Robina
- First edition
- Author: E. V. Timms
- Language: English
- Series: Great South Land Saga
- Genre: melodrama
- Publisher: Angus and Robertson
- Publication date: 1958
- Publication place: Australia
- Preceded by: Shining Harvest
- Followed by: The Big Country

= Robina (novel) =

1958 novel by E.V. Timms

Robina is a 1958 Australian historical novel by E. V. Timms. It was the tenth in his Great South Land Saga of novels.

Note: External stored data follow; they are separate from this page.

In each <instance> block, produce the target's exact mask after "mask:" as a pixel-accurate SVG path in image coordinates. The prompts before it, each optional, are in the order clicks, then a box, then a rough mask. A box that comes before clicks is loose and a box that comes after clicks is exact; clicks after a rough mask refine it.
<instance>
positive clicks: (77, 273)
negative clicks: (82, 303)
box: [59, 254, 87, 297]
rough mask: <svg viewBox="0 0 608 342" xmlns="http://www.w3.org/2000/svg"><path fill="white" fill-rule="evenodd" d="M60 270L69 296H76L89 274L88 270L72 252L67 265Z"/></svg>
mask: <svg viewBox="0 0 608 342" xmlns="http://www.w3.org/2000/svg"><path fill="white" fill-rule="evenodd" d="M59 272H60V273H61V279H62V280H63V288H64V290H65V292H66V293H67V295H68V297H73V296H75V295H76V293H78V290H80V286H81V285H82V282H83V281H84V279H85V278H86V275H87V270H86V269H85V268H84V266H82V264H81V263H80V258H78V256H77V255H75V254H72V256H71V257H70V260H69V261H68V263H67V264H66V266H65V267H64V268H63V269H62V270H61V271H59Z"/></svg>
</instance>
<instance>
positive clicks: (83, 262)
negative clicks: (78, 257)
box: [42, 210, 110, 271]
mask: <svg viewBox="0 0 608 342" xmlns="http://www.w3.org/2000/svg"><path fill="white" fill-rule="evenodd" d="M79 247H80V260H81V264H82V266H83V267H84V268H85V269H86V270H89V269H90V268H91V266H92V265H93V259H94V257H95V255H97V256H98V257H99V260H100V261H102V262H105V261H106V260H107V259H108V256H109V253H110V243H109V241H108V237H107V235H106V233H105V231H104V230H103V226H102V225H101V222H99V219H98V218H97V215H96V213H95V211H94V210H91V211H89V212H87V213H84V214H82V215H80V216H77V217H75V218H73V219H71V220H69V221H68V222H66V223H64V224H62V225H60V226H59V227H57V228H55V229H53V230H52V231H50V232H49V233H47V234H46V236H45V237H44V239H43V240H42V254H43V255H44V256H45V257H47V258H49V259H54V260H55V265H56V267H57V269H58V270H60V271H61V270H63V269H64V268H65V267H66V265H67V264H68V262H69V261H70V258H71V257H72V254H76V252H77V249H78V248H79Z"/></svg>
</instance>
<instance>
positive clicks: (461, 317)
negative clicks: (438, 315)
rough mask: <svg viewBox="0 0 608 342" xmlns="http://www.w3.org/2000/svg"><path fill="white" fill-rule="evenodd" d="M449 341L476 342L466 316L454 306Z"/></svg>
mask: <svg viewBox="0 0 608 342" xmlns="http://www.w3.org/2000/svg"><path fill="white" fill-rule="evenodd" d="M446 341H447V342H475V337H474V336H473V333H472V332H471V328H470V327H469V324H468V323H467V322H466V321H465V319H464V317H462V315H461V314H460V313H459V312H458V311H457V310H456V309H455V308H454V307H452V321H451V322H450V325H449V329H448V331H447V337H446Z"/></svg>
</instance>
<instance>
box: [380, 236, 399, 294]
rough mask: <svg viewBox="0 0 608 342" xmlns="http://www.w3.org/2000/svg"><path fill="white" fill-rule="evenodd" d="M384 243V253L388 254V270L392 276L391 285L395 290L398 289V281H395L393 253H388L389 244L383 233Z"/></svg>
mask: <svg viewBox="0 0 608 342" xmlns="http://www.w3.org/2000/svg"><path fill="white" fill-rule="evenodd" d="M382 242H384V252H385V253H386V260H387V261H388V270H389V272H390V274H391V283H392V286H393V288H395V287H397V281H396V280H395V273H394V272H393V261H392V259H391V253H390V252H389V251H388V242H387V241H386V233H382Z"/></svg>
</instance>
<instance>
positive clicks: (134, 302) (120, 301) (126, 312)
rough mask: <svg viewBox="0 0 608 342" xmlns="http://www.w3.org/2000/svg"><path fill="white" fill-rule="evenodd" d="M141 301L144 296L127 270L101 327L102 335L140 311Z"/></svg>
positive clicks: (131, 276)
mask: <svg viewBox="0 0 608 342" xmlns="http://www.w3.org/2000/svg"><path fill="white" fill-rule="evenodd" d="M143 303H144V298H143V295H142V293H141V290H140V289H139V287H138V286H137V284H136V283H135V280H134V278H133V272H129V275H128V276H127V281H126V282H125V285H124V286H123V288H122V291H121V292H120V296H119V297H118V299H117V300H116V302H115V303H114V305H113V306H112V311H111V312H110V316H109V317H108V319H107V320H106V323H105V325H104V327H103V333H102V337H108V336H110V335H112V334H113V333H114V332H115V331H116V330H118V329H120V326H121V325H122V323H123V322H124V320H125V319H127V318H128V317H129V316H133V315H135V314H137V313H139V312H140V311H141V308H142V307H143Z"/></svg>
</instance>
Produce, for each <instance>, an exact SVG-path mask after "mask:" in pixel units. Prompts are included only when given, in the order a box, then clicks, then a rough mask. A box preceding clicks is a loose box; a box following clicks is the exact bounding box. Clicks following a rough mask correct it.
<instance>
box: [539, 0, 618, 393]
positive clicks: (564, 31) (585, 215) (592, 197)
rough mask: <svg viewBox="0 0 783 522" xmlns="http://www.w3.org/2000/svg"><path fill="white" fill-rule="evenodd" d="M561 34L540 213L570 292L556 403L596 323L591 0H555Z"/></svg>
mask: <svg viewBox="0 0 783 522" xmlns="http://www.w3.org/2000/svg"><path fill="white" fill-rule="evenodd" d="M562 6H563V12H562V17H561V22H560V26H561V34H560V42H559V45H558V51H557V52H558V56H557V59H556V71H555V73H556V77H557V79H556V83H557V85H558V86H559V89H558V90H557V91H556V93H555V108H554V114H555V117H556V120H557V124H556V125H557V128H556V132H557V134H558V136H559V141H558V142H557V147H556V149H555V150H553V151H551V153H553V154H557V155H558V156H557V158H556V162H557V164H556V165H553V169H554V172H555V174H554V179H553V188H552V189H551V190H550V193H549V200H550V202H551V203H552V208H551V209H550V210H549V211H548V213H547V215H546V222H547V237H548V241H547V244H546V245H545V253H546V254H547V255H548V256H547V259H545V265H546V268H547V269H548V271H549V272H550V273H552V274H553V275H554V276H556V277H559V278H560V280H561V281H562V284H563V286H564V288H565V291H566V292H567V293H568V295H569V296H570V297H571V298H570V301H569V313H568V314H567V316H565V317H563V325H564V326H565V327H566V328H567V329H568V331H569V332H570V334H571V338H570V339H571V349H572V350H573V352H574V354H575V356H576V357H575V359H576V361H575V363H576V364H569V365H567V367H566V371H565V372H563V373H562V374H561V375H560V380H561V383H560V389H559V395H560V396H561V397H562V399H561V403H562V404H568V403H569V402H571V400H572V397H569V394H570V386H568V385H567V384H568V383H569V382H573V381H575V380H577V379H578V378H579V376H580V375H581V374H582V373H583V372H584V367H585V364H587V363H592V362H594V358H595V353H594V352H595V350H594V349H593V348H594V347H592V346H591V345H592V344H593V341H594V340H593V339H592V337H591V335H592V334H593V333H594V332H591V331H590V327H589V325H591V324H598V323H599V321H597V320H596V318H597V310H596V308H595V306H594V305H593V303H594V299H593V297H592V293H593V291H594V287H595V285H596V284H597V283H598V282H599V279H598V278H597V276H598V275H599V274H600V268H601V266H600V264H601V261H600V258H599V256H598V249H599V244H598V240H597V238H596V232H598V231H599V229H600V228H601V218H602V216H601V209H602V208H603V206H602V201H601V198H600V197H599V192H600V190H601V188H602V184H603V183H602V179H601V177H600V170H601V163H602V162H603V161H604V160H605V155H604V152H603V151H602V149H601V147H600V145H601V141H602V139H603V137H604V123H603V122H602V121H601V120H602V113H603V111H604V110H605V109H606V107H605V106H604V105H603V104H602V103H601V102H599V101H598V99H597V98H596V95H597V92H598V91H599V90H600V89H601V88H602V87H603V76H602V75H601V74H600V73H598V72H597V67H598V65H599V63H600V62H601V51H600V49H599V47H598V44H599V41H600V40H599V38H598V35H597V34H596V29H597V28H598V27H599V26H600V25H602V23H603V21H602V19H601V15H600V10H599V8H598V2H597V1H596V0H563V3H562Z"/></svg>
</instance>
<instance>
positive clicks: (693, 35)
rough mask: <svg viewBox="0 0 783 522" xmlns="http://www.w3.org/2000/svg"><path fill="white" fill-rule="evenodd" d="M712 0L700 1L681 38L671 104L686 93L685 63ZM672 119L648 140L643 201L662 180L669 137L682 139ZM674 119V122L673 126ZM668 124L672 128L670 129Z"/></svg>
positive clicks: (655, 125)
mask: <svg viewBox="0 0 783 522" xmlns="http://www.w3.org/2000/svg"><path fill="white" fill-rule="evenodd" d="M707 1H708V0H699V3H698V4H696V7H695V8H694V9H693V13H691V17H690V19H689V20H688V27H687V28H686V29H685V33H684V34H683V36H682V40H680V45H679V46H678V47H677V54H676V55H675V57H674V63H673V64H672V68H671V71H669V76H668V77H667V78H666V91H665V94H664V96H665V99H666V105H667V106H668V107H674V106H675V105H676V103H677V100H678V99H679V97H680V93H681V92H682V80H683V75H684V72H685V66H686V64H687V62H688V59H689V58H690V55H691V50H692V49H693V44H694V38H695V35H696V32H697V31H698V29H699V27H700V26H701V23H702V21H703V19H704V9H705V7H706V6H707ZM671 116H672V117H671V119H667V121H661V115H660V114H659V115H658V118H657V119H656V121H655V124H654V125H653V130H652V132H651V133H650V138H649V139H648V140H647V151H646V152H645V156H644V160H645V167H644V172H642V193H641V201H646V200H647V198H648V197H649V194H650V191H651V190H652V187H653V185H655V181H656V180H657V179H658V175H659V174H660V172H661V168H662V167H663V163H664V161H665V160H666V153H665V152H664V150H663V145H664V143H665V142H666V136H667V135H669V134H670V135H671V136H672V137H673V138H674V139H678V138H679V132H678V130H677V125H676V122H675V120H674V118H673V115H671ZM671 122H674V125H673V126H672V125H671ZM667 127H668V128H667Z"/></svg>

It was the last novel Timms completed in his lifetime, although two more in the Saga were published, the first of which, The Big Country, he co-wrote.

==Background==
The novel is set around the settlement of South Australia. Charles and Robina Davenport adopt an abandoned child who they name James. Charles dies in 1836 and Robina must raise James.

Martha and Henry Gubby make an appearance.

==Reception==
The Canberra Times said, "Although inevitably in such a series of books there is a certain sameness in style, there is also a quite surprising variety of plot and story."

Pacific Island Monthyl said, "Mr. Timms is one of several Australian writers who feel some sort of divine mission to get their country’s early history down on paper. There is nothing wrong with the idea; it is the execution that is so tedious."